Objective: The impacts on length of acute hospital stay (AHS), rate of thrombolysis (IV tPA), evidence-based clinical care and mortality.
Methods: Population-based before-and-after registry study. The study cohort included all stroke cases in Denmark, with patients outside CRD being used as comparison to account for general changes in stroke care. The period before (May 2011- April 2012) was compared to after (May 2013 - April 2014) using regression methods, including difference-in-differences (DID) analysis. Potential confounders included age, gender, civil status, previous strokes, diabetes, atrial fibrillation, smoking, alcohol, stroke severity, hypertension and type of stroke.

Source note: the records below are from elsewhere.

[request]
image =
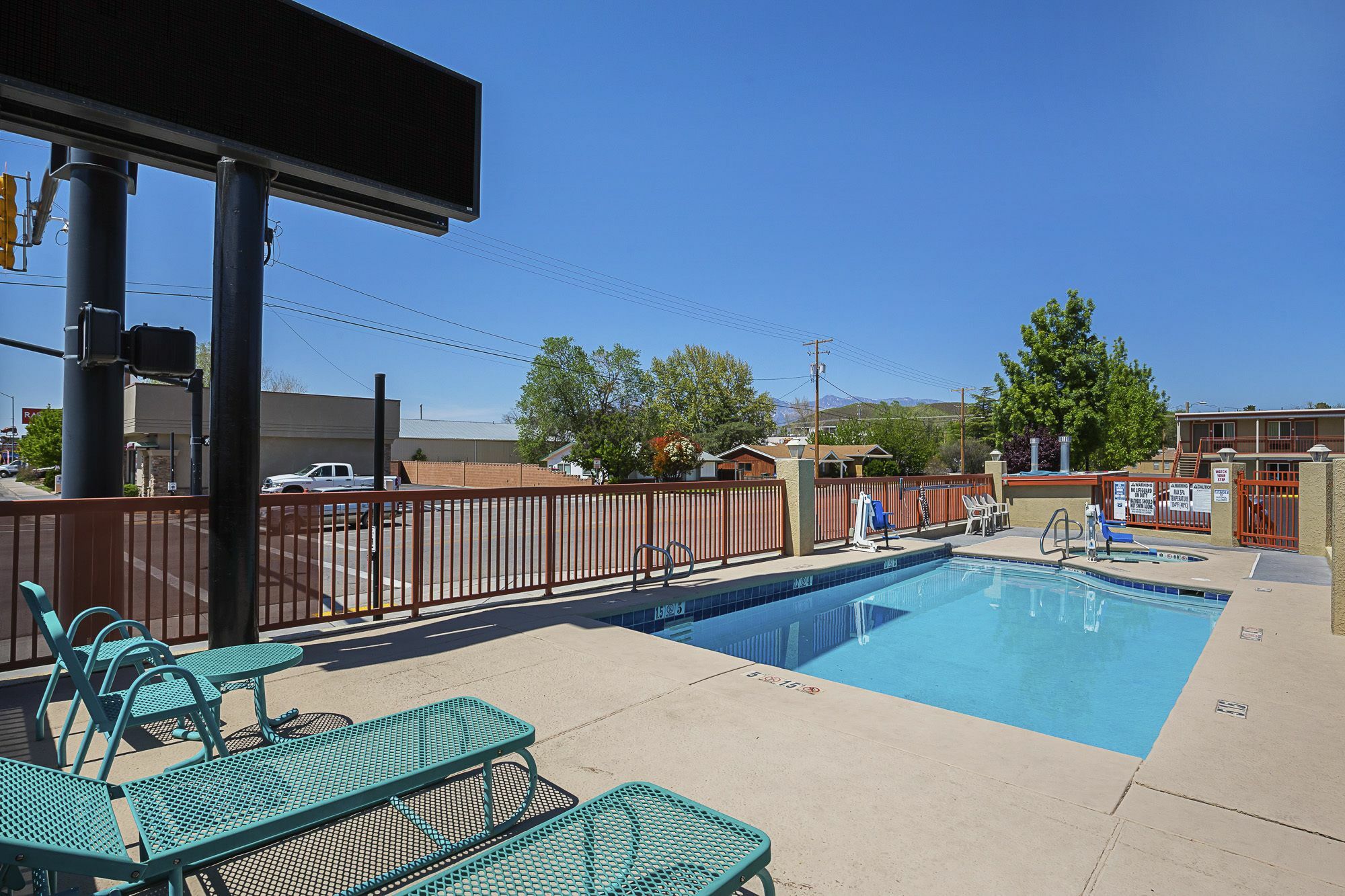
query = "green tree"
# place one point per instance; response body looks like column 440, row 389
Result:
column 697, row 392
column 272, row 380
column 41, row 446
column 1136, row 412
column 1059, row 381
column 899, row 431
column 599, row 400
column 555, row 400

Results: Baseline data in Figure 1. Median length of AHS (days) in CRD decreased from 5 (IQR 7) to 2 (3) vs. from 5 (9) to 5 (8) in the rest of Denmark. IV tPA rates increased from 16% (95CI 14-17) to 19% (17-21) of all acute ischemic strokes in CRD and from 9% (8-10) to 14% (13-15) in the rest of Denmark (DID RR 0.77 (0.66-0.91)). All-or-none rates of 11 process performance measures of in-hospital care increased from 51% (49-53) to 63% (61-65) in CRD vs. 49% (48-50) to 60% (59-61) in the rest of Denmark (DID RR 0.99 (0.93-1.05)). Adjusted 30-days mortality rate decreased non-significantly and comparable to the rest of the country; OR 0.97 (0.71-1.32) vs. OR 0.91 (0.77-1.07) (DID OR 1.03 (0.75-1.41)).

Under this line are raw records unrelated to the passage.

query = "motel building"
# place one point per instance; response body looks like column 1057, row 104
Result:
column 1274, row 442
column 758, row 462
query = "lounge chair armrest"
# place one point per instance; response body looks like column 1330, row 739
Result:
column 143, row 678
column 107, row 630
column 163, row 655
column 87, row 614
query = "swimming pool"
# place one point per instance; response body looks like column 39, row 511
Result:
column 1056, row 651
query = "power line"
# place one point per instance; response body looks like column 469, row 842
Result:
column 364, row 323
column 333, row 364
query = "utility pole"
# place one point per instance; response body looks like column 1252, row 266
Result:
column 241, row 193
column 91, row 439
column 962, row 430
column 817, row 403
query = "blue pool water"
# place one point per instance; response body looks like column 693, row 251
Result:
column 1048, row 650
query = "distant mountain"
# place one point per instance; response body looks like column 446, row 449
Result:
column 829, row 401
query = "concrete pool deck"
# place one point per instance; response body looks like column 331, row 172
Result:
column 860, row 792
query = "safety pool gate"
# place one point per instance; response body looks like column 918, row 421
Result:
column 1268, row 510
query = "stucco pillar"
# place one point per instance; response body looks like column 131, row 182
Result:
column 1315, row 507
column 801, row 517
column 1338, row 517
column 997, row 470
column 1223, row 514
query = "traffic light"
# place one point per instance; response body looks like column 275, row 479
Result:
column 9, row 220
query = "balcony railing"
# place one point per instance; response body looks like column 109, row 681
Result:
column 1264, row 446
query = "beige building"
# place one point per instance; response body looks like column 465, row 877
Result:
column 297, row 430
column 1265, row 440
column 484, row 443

Conclusions: Centralization of acute stroke care was associated with a significant reduction in length of AHS when compared to the development in the rest of Denmark. The use of IV tPA and the quality of acute stroke care also improved, but the trend was not different from the rest of Denmark. No changes in the adjusted 30-days mortality were observed.